Girls and women all over the world experience violence. In this, Malala was not, nor is not, alone. More than one-third of women – 35% - have experienced physical or sexual violence. Women in the United States, where we pride ourselves on equality and safety, are molested or assaulted at the rate of one in five – one in four if we believe that many women never report their abuse.

And yet these women get up every day, and go about their lives, doing their jobs, caring for their families, leading corporations, inventing, healing, teaching, speaking.
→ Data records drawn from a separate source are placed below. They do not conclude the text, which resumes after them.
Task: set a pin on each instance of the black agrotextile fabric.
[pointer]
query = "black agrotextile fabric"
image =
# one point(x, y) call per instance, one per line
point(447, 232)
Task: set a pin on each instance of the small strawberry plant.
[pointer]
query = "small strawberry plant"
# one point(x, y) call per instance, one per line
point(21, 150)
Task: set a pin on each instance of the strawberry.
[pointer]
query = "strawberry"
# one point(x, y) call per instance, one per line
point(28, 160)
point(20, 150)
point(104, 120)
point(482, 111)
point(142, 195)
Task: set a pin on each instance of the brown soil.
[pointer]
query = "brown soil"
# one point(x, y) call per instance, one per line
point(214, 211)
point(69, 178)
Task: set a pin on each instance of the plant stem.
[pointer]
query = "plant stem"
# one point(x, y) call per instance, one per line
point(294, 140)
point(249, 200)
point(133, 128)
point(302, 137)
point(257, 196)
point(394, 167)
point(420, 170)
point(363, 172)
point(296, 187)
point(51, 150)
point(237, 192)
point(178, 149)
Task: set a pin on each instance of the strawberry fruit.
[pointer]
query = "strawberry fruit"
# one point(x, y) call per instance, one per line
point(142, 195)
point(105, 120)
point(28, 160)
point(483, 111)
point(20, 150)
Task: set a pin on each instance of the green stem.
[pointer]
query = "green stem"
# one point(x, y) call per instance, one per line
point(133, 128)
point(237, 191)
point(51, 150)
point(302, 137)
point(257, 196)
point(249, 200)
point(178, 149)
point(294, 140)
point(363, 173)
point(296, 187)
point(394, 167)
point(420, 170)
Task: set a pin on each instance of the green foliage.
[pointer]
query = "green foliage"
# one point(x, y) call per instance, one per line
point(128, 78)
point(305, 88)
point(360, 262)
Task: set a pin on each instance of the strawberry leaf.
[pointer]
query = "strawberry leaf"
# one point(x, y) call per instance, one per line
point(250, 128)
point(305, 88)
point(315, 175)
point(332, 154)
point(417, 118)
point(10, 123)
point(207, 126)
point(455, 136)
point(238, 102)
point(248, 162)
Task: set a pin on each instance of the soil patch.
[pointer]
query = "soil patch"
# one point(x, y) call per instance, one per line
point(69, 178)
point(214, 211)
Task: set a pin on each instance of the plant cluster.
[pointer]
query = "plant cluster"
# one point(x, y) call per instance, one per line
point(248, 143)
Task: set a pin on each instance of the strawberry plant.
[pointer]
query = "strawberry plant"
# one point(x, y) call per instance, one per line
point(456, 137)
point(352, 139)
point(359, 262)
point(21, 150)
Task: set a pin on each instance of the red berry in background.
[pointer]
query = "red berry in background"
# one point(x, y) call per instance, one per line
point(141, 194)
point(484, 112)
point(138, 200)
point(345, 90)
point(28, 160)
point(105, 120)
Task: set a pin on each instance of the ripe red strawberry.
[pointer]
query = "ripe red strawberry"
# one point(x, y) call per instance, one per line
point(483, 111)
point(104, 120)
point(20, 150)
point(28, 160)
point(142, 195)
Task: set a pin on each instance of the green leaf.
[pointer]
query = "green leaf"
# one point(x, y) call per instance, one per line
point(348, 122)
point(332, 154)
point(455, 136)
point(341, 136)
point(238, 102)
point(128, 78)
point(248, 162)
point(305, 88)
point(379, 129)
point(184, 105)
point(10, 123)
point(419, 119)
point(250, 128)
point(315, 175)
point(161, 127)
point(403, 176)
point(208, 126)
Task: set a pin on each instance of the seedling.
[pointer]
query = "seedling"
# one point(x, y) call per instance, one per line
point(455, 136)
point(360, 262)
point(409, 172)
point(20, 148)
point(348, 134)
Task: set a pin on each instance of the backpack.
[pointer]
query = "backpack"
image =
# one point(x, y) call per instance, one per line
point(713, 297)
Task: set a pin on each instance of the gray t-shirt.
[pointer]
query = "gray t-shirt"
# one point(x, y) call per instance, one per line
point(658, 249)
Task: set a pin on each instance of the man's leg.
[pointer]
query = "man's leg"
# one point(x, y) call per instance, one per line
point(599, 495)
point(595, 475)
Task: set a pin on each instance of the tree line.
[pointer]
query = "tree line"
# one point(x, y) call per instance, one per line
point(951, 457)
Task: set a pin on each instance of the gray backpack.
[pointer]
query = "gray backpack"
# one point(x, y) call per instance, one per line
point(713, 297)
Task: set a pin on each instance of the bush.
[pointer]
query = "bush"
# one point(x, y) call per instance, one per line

You likely know Malala’s story, that she was taken to England, where she recovered from her terrible injuries. On her 16th birthday, she spoke before the United Nations. She is the youngest person ever to have won a Nobel Peace Prize. She continues to speak all over the world on behalf of education for girls and boys, and to call for peace in the beloved homeland she may never be able to return to. Her courage is an example for all of us to uphold what is right and true, to stand for others as well as ourselves.

The woman who anointed Jesus is an example of women’s courage in the face of great hardships. Though she does not use words, she speaks loudly, clearly. In three ways, she speaks to us of faith and how to live it:

First, she is unafraid to go. She enters the house of a leper, an unclean man. She knows that this will make her unclean, too, and that she will have to deal with the consequences of her choice. The rules of the institution do not stop her. The stares and disapproval of others do not stop her.

She is fearless because she knows what she is doing. Her purpose is to recognize God’s own son, the Messiah, the Anointed One, by affirming who he is. She identifies him even as God identified him at his baptism, as Peter identified him – “My lord and my God!” – and as he was identified at his transfiguration.

In the midst of his inner circle, the disciples, she identifies him through an act of humility and compassion. She serves him by giving of the very best she has to offer, preparing him for what lies ahead with gentleness and love.

And yet, she is not named. The 19th Century American poet, Rupert Hughes, wrote:

So in the thick-set chronicles of fame, there hover deathless feats of souls unknown; they linger as the fragrant smoke-wreaths blown from liberal sacrifices. Gone face and name! The deeds like homeless ghosts, live on alone.

Who are the women, the people in your life who set this example for you? Not just in the past, but in living, today? Do we have examples like this in our families, in our community, in our nation? Do we lift them up for others, so that we are all enriched by their strength, their courage? Do we remember their deeds and teach them so our children will know what strength and courage look like?

Fearless woman, living out their purpose through acts of humility and compassion make us all consider how we ourselves might serve. Will our deeds live on alone whether or not our names are remembered?